VideoGameBunny is a LLaVA-style model that helps users understand video game images. It can look at game screenshots and give its description or answer any questions related to it within seconds.
This model makes gaming more accessible. It was built on an architecture called Bunny and trained on an extensive dataset comprising 185,259 game images from 413 titles, along with 389,565 image-instruction pairs that include image captions, question-answer pairs, and a JSON representation of 16 elements of 136,974 images.
The anonymous researchers released two VideoGameBunny models weighing 4 and 8 billion parameters. The entire code and dataset is now available on GitHub. Not just the code, but the training data, and logs are publicly available as well for other people to do further research.
How does it work?
VideoGameBunny is a very advanced and accurate model in comparison to others like Bunny and LLaVA despite being almost 4x smaller in size. This is because it is specially trained for gaming purposes, it can understand the nuances that exist well. Here is a small screenshot of the model comparison in image captioning:
You can see how the other models give some inaccurate descriptions (highlighted in red) of the attached image. On their evaluation dataset, VideoGameBunny has achieved an accuracy of 85.1% whereas Bunny scored 73.3% and LLaVA’s 34B model has reached close to 83.9%.

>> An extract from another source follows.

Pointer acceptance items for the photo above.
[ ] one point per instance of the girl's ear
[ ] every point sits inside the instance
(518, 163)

This shows how well VideoGameBunny was developed. It excels in Video Game understanding and image captioning. The researchers want their model to pave the way for more advanced AI assistants in video game understanding, playing, commentary, and debugging.
The best part is that this AI is not limited to one game, but can be used as an AI assistant for gamers.
While VideoGameBunny might be a useful tool for some, it can be used for cheating. The developers were aware of this fact as they wrote:
“The short-term implications for the gaming industry include enhancing the productivity of game testers and enhancing quality assurance processes. One possible negative impact of such advancement is the facilitation of in-game cheating. As AI models become more adept at understanding game contents, there is a risk that they could be used to create sophisticated cheating tools.”
So, It is intriguing to find out what people use this new tool to build – is it good or bad? Only time will tell us.
In a similar interest in the video game niche, Google has made SIMA AI, which is trained in various gaming environments with the help of natural language instructions from users.
Conclusion
AI is a powerful tool and like anything in the world, it can be used for good and bad. This new VideoGameBunny is also a similar case. While it offers exciting prospects for enhancing player experiences and streamlining development, it also brings the risk of empowering cheats. In the end, everything is in our hands.